Lao Xie Xie’s reckless provocations
Le mystérieux photographe chinois Lao Xie Xie (“Monsieur Merci” qui pourrait tout aussi bien être une femme) immortalise des moments de vie tout en sachant qu’il exècre la perfection. Évocation du désir, du plaisir et de la nourriture, l’artiste raisonne à l’envers : la photographie lui permet de façonner ce qu’il est incapable de construire mentalement.
Par Alexis Thibault.
On s’attarde forcément sur la coupe de cheveux. Courte et incertaine. D’un vert délavé qui vire au blanc sur les pointes. On découvre ensuite des sourcils atrophiés, deux bandes inégales comme gommées en leurs extrémités pour mieux révéler des yeux en amande à l’iris sombre. Puis on s’étonne devant les quatre piercings formant un carré imparfait sur l’arcade gauche. Plantés ainsi dans la chair blanche, ils accentuent l’asymétrie du visage. Le coup de grâce reste cette joue gonflée de l’intérieur par ce qui ressemble à une anguille. La femme tient le poisson inerte à la main et mime une fellation. Son regard est morose et braqué vers l’objectif.
Que dit cette photographie du travail de Lao Xie Xie ? À peu près tout. Elle évoque le rapport qu’entretient le photographe avec le corps – souvent nu – qui invite toujours à scruter les choses pourtant évidentes. Elle capture l’assurance de femmes qui n’agissent jamais contre leur volonté. Elle résume l’attrait du mystérieux artiste chinois (un homme ou une femme) pour les choses obscènes, la désacralisation du sexe et la figuration du désir… En encastrant une silhouette aux airs punk dans un fond crème aseptisé, Lao Xie Xie surprend.
Lao Xie Xie dresse un monde fait de contradictions et s’invite au cœur de l’underground chinois, là où les identités sont faconnées – entre autres – par la sexualité.

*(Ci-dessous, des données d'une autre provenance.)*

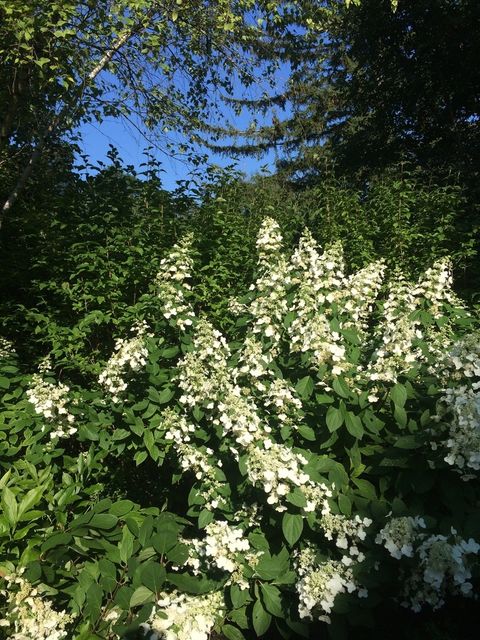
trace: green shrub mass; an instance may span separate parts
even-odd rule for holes
[[[222,180],[164,218],[99,213],[62,236],[48,304],[25,284],[5,306],[0,637],[470,637],[480,336],[445,257],[459,193],[392,208],[379,184],[360,206],[337,185],[329,209],[327,188],[307,207]]]

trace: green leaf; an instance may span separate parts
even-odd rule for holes
[[[20,501],[20,504],[18,507],[19,518],[21,518],[26,511],[29,511],[32,507],[38,504],[38,502],[40,502],[44,491],[45,491],[45,487],[43,485],[30,489],[27,495],[24,496]]]
[[[137,451],[137,453],[133,456],[133,459],[135,460],[135,464],[137,465],[137,467],[139,467],[142,462],[145,462],[145,460],[148,458],[148,453],[146,451]]]
[[[397,422],[398,426],[401,427],[402,429],[404,429],[407,426],[407,422],[408,422],[407,412],[403,407],[399,407],[395,405],[393,417],[395,418],[395,421]]]
[[[118,550],[120,552],[120,560],[126,564],[133,553],[133,534],[129,528],[125,525],[122,530],[122,539],[118,543]]]
[[[397,407],[404,407],[407,401],[407,390],[403,384],[397,383],[390,389],[390,398]]]
[[[343,424],[343,414],[340,409],[337,407],[328,407],[326,421],[330,433],[339,429]]]
[[[177,566],[185,564],[188,555],[188,547],[182,543],[176,544],[172,549],[167,551],[168,561],[173,562],[173,564]]]
[[[257,636],[263,636],[270,627],[272,616],[265,611],[260,600],[257,600],[253,605],[252,621]]]
[[[133,509],[135,504],[131,500],[119,500],[114,502],[109,509],[109,512],[117,517],[124,516]]]
[[[172,526],[162,525],[162,531],[152,536],[151,543],[160,554],[172,549],[178,542],[179,528],[172,523]]]
[[[398,449],[418,449],[421,443],[416,436],[402,436],[395,442],[395,446]]]
[[[200,595],[218,589],[223,583],[206,578],[195,578],[188,573],[168,573],[167,580],[180,591]],[[225,580],[223,581],[225,582]]]
[[[222,634],[228,640],[245,640],[245,636],[237,627],[233,627],[231,624],[224,624],[222,627]]]
[[[344,516],[349,518],[352,515],[352,501],[343,493],[338,496],[338,507]]]
[[[313,393],[313,389],[314,383],[310,376],[305,376],[304,378],[299,380],[295,386],[295,391],[303,400],[308,400],[308,398]]]
[[[198,528],[204,529],[207,524],[213,521],[213,513],[208,509],[202,509],[200,511],[200,515],[198,516]]]
[[[234,609],[240,609],[244,604],[250,602],[251,596],[248,589],[240,589],[238,585],[232,584],[230,587],[230,600]]]
[[[135,589],[135,591],[133,592],[132,597],[130,598],[130,607],[138,607],[139,604],[145,604],[145,602],[153,602],[154,598],[155,594],[150,591],[150,589],[147,589],[147,587],[144,587],[142,585],[141,587]]]
[[[273,584],[266,582],[260,584],[260,590],[262,592],[263,604],[265,609],[277,618],[283,618],[282,600],[280,596],[280,589]]]
[[[335,378],[332,384],[333,390],[337,395],[341,398],[349,398],[350,397],[350,388],[348,384],[345,382],[343,378]]]
[[[300,424],[297,427],[297,431],[301,436],[305,438],[305,440],[310,440],[310,442],[315,442],[316,440],[315,431],[311,427],[308,427],[306,424]]]
[[[88,523],[91,529],[113,529],[118,518],[110,513],[96,513]]]
[[[73,537],[70,533],[55,533],[53,536],[47,538],[42,544],[42,553],[46,553],[50,549],[55,549],[56,547],[65,547],[70,544],[72,540]]]
[[[166,576],[167,572],[165,571],[165,567],[152,561],[145,564],[140,573],[142,584],[154,593],[158,593],[160,591],[161,586],[165,582]]]
[[[361,419],[351,411],[347,411],[345,415],[345,426],[347,427],[347,431],[350,433],[350,435],[352,435],[354,438],[358,438],[359,440],[365,433]]]
[[[368,480],[364,480],[363,478],[352,478],[352,482],[357,485],[358,492],[364,498],[368,498],[369,500],[377,499],[377,492],[374,485]]]
[[[8,487],[2,491],[2,507],[8,522],[15,526],[18,521],[18,505],[13,491]]]
[[[299,514],[284,513],[282,519],[282,531],[285,540],[294,545],[303,531],[303,518]]]
[[[295,487],[295,489],[287,495],[287,502],[290,502],[290,504],[293,504],[296,507],[305,507],[307,499],[300,489]]]

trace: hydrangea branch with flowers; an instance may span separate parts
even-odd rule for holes
[[[117,341],[98,379],[111,416],[102,446],[140,452],[137,464],[150,456],[170,483],[165,508],[188,523],[171,560],[152,543],[152,557],[166,553],[152,569],[159,588],[139,569],[124,610],[99,612],[107,636],[147,604],[145,637],[207,640],[275,627],[295,637],[335,624],[339,603],[374,616],[379,597],[414,612],[476,597],[480,340],[449,261],[417,283],[381,261],[347,274],[340,243],[322,253],[306,231],[288,257],[266,219],[256,280],[232,300],[227,336],[195,309],[192,242],[162,260],[157,319]],[[162,378],[166,339],[178,355]],[[89,438],[88,411],[70,419],[68,394],[38,375],[27,392],[51,446]],[[23,628],[23,610],[8,611]]]

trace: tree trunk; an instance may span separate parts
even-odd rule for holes
[[[130,40],[130,38],[132,38],[134,35],[136,35],[137,33],[141,32],[143,29],[146,28],[146,26],[148,25],[148,23],[150,22],[151,18],[155,13],[155,10],[156,10],[155,5],[156,3],[153,4],[152,8],[146,13],[145,17],[142,20],[140,20],[136,25],[134,25],[130,29],[126,29],[120,36],[118,36],[116,41],[112,44],[110,49],[108,49],[108,51],[103,55],[103,57],[100,59],[98,64],[96,64],[95,67],[92,69],[92,71],[90,71],[90,73],[85,78],[85,80],[83,80],[83,82],[75,88],[75,90],[72,92],[72,95],[70,96],[68,101],[60,110],[59,114],[52,120],[52,122],[48,125],[48,127],[42,132],[42,134],[38,139],[35,149],[32,151],[32,154],[30,156],[28,163],[26,164],[22,173],[18,177],[18,180],[14,188],[12,189],[8,198],[5,200],[2,206],[2,211],[0,213],[0,230],[2,228],[2,222],[5,216],[17,201],[18,196],[21,194],[21,192],[25,188],[25,185],[29,177],[32,175],[36,165],[38,164],[38,161],[42,157],[43,150],[45,149],[45,146],[48,143],[50,137],[55,133],[61,132],[62,126],[65,124],[68,114],[71,112],[72,108],[74,108],[75,106],[75,102],[80,99],[84,89],[88,85],[90,85],[92,82],[94,82],[98,74],[101,71],[103,71],[103,69],[105,69],[105,67],[108,65],[108,63],[113,58],[113,56],[118,51],[120,51],[120,49]]]

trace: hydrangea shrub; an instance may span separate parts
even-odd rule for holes
[[[448,260],[348,275],[267,219],[227,336],[190,245],[88,389],[0,345],[6,637],[288,638],[475,598],[480,339]],[[110,478],[142,467],[139,504]]]

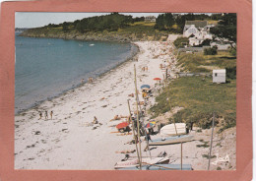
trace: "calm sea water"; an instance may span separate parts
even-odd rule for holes
[[[23,37],[16,34],[15,112],[97,77],[132,57],[130,43]]]

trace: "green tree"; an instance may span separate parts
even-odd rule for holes
[[[155,29],[163,30],[164,30],[164,15],[159,15],[159,17],[156,20]]]
[[[172,26],[174,25],[174,20],[173,20],[173,16],[171,13],[166,13],[164,15],[164,25],[166,26],[167,29],[171,29]]]
[[[224,14],[218,26],[212,28],[210,32],[214,34],[215,40],[229,43],[236,50],[236,14]]]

Il est bien difficile d’aborder l’œuvre d’un photographe qui ne se définit pas comme tel. Né dans un village pauvre de la province de Sichuan, au sud-ouest de la Chine, Lao Xie Xie débute en tant que vendeur de Baozi, ces petits pains farcis et cuits à la vapeur très populaire dans la gastronomie chinoise. Un jour, un ami lui offre un appareil photo. Il décide alors d’immortaliser des moments de vie tout en sachant qu’il exècre la perfection, toute image lisse et sans aspérités. C’est la naissance de Lao Xie Xie, traduction “Monsieur Merci”.
Lao Xie Xie capture un abdomen parsemé de gouttelettes de sperme ou repense l’Origine du monde dans une version moins crue, moins évidente et paradoxalement plus trash.
Étonnamment, Lao Xie Xie – dont on sait finalement très peu de choses – raisonne à l’envers : la photographie lui permet de façonner ce qu’il est incapable de construire mentalement. Il part alors en quête d’une seule et unique chose : son autosatisfaction. Face à ses travaux, on pense forcément à son homologue Lin Zhipeng (sans la composition) ou à Pixy Yijun Liao (sans la rêverie). Longtemps son compagnon a été un Olympus Zoom 105, un appareil de poche idéal pour prendre des clichés spontanés. Lorsque qu’il n’est pas satisfait, Lao Xie Xie se replie sur Photoshop et les collages.
Le photographe dissimule les poitrines de ses modèles avec des lampions écarlates ou dépose de petits dragons en plastique aux abords des sexes. Il superpose alors des clichés de la culture chinoise avec ce que l’état censure. Sans tabou pas de désir, et inversement. Lao Xie Xie dresse alors un monde fait de contradictions et s’invite au cœur de l’underground chinois, là où les identités sont faconnées – entre autres – par la sexualité. On notera aussi les multiples références à la naissance, logiquement liée à l’acte sexuel. Lao Xie Xie capture par exemple un abdomen parsemé de gouttelettes de sperme ou repense l’Origine du monde dans une version moins crue, moins évidente et paradoxalement plus trash. L’évocation suscite le désir, encore. Ailleurs, le photographe immortalise un pied dans une baignoire foulant ce qui pourrait aussi bien être du sang que des éclaboussures de thé. Équivoque ou non, l’ingestion agit comme un fil d’Ariane car, capturée ainsi, la pulsion sexuelle devient une denrée vitale, toujours associée à des lèvres qui ingèrent, sans jamais pouvoir parler.